In the awful darkness of a world sunk in superstition and idolatry, vice and cruelty, Christianity arose like the dawn of a new, glorious day. The divine fiat “Let there be light” that went forth to dispel the darkness that once covered the earth had its counterpart in the first century of our era. Well might the angel who appeared to the shepherds in the hills of Judea on that memorable night say, “I bring you good tidings of great joy, which shall be to all people. For unto you is born this day in the city of David a Saviour, which is Christ the Lord” (Luke 2:10-11).
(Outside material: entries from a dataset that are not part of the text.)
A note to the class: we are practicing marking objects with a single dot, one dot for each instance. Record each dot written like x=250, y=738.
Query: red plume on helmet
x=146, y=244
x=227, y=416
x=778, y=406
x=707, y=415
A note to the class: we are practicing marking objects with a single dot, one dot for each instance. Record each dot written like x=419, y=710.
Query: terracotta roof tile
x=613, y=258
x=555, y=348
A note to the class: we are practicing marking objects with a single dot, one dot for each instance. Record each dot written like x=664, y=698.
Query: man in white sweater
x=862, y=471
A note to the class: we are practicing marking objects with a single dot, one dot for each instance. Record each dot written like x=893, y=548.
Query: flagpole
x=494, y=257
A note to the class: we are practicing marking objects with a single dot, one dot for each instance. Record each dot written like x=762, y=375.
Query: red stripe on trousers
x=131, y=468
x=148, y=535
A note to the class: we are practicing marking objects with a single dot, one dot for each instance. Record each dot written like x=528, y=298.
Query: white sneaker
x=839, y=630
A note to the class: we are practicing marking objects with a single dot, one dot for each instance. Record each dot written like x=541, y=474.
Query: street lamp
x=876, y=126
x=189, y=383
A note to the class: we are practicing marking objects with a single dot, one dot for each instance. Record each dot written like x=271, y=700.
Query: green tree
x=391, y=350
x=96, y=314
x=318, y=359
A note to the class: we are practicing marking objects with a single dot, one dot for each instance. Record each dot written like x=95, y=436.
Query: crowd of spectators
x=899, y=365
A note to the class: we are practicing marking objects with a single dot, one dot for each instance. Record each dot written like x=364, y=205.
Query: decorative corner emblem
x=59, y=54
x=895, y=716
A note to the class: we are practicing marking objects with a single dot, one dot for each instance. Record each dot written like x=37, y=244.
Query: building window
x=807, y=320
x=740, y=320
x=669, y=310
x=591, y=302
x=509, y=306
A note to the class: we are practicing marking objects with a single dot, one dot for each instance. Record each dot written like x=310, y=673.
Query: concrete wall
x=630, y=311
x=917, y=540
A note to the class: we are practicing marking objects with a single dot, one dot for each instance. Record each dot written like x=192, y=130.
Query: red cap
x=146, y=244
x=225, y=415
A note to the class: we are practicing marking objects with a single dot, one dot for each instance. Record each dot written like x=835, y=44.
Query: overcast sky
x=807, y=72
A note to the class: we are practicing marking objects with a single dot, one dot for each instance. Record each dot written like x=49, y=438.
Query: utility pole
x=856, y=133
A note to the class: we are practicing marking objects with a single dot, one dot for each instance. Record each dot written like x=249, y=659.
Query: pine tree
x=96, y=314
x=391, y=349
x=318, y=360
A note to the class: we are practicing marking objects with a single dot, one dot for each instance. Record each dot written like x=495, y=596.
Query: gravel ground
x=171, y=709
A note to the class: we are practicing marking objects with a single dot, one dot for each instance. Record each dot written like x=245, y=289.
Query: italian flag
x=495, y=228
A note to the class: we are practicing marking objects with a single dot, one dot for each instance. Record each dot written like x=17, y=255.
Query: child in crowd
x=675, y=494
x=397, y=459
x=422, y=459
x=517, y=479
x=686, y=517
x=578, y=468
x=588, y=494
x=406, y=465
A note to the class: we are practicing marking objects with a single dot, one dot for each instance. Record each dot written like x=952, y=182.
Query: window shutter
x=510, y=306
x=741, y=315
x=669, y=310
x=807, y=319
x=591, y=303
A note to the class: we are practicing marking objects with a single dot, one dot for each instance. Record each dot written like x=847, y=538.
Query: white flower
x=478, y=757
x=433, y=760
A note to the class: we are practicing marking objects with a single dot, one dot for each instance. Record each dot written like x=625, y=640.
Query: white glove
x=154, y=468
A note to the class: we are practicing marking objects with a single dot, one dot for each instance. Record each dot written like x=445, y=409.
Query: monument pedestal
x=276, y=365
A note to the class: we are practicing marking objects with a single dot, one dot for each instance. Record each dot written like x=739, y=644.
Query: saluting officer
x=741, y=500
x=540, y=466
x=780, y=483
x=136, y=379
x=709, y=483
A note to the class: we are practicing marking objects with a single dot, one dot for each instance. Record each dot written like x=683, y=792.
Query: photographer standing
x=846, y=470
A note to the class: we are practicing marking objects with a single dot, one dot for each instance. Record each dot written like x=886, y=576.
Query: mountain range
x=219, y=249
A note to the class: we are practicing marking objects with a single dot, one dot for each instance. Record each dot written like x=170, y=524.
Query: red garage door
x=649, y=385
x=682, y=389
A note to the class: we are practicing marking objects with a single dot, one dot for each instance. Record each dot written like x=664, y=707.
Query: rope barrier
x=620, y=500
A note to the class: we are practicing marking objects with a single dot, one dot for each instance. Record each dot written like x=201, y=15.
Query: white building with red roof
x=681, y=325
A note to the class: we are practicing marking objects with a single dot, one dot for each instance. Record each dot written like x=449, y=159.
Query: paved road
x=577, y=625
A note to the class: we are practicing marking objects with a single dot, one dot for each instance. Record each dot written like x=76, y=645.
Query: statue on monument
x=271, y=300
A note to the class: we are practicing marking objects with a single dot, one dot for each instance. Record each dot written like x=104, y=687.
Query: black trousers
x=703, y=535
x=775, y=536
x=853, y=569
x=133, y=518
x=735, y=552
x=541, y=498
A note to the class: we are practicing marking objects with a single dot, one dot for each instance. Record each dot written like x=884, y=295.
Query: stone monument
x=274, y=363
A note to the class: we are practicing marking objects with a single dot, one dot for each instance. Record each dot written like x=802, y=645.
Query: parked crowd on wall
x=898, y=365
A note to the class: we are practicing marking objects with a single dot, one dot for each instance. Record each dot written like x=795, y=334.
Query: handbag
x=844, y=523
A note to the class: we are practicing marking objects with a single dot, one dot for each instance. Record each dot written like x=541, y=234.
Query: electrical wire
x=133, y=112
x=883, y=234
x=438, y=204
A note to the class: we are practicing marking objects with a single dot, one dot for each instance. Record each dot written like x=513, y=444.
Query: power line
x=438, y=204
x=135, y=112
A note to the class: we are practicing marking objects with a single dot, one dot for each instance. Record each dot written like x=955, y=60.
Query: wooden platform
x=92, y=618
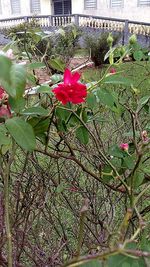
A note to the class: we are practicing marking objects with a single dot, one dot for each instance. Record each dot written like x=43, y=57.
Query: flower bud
x=124, y=147
x=110, y=40
x=132, y=39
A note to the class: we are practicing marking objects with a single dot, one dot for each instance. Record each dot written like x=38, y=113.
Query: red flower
x=2, y=92
x=5, y=112
x=70, y=90
x=4, y=108
x=112, y=71
x=124, y=146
The brief but pregnant Pauline phrase “the testimony of the Christ” (1 Cor. 1:6 JND) is an apt definition of Christianity. Sustained by a power no less than that of the Spirit of God, this testimony has continued down the ages. The world has never received it or the world would not be what it is today. Opposed by the powers of hell, resisted by human potentates, insulted by the worldly, ridiculed by the wise, flattered by imitators, it has flourished during nineteen centuries. Strongest when most opposed, weakest when smiled on by the world, it has triumphed over all obstacles because, although perpetuated in frail human vessels, its light is divine and its power not of men.
To trace, if briefly, this history, to follow its vicissitudes, its sufferings, its triumphs, its waxing and waning, to learn something about the faithful witnesses who have labored and suffered and ofttimes died for the “faith which was once delivered unto the saints” (Jude 3), and to see how this precious heritage has, by divine grace, been preserved to us down to this day is our object in the following pages.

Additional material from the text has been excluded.